Мальчик так и вспыхнул, но ответить ничего не осмелился.

Между тем все тихонько брели по тропинке, и вдруг Смуров воскликнул:

– Вот Илюшин камень, под которым его хотели похоронить!

Все молча остановились у большого камня.

Алеша посмотрел, и целая картина того, что Снегирев рассказывал когда-то об Илюшечке, как тот, плача и обнимая отца, восклицал:

«Папочка, папочка, как он унизил тебя!» – разом представилась его воспоминанию.

Что-то как бы сотряслось в его душе.

Он с серьезным и важным видом обвел глазами все эти милые, светлые лица школьников, Илюшиных товарищей, и вдруг сказал им:

– Господа, мне хотелось бы вам сказать здесь, на этом самом месте, одно слово.

Мальчики обступили его и тотчас устремили на него пристальные, ожидающие взгляды.

– Господа, мы скоро расстанемся.

Я теперь пока несколько времени с двумя братьями, из которых один пойдет в ссылку, а другой лежит при смерти.

Но скоро я здешний город покину, может быть очень надолго.

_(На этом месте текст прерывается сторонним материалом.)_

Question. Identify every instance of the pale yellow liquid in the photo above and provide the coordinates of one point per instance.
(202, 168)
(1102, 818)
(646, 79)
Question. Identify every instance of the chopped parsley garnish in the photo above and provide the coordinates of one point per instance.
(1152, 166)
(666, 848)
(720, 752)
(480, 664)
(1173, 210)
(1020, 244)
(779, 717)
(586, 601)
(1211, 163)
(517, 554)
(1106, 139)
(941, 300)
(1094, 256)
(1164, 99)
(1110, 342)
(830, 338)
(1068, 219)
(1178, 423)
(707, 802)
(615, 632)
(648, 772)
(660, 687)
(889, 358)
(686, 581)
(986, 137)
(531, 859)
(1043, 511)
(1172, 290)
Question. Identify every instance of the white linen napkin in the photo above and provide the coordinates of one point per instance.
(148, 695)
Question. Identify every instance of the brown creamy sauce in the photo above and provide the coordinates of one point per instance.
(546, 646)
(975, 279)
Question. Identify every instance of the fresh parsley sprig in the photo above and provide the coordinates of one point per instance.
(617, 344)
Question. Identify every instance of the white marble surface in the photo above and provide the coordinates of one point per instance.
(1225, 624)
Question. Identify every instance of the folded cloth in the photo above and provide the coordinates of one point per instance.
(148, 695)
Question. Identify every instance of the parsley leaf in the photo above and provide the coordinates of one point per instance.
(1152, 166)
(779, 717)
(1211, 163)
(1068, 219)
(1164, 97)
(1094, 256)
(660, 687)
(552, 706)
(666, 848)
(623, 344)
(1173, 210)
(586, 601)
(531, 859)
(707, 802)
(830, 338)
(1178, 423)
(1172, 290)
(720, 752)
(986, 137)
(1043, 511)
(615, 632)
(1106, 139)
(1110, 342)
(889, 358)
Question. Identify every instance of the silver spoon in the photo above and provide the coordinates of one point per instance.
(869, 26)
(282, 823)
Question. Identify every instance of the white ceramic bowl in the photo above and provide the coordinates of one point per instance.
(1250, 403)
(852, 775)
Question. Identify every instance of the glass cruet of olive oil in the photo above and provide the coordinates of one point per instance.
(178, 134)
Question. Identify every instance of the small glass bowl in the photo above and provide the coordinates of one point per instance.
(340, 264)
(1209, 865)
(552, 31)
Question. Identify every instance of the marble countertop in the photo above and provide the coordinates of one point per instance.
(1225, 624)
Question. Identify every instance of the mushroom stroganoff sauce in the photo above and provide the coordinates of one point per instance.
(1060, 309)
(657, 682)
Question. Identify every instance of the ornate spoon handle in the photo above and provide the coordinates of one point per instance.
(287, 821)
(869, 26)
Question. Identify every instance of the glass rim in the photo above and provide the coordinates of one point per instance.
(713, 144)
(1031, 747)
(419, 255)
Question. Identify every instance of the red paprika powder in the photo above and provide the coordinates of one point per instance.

Вот мы и расстанемся, господа.

Согласимся же здесь, у Илюшина камушка, что не будем никогда забывать – во-первых, Илюшечку, а во-вторых, друг об друге.

И что бы там ни случилось с нами потом в жизни, хотя бы мы и двадцать лет потом не встречались, – все-таки будем помнить о том, как мы хоронили бедного мальчика, в которого прежде бросали камни, помните, там у мостика-то? – а потом так все его полюбили.

Он был славный мальчик, добрый и храбрый мальчик, чувствовал честь и горькую обиду отцовскую, за которую и восстал.

Итак, во-первых, будем помнить его, господа, во всю нашу жизнь.

И хотя бы мы были заняты самыми важными делами, достигли почестей или впали бы в какое великое несчастье – все равно не забывайте никогда, как нам было раз здесь хорошо, всем сообща, соединенным таким хорошим и добрым чувством, которое и нас сделало на это время любви нашей к бедному мальчику, может быть, лучшими, чем мы есть в самом деле.

Голубчики мои, – дайте я вас так назову – голубчиками, потому что вы все очень похожи на них, на этих хорошеньких сизых птичек, теперь, в эту минуту, как я смотрю на ваши добрые, милые лица, – милые мои деточки, может быть, вы не поймете, что я вам скажу, потому что я говорю часто очень непонятно, но вы все-таки запомните и потом когда-нибудь согласитесь с моими словами.

Знайте же, что ничего нет выше, и сильнее, и здоровее, и полезнее впредь для жизни, как хорошее какое-нибудь воспоминание, и особенно вынесенное еще из детства, из родительского дома.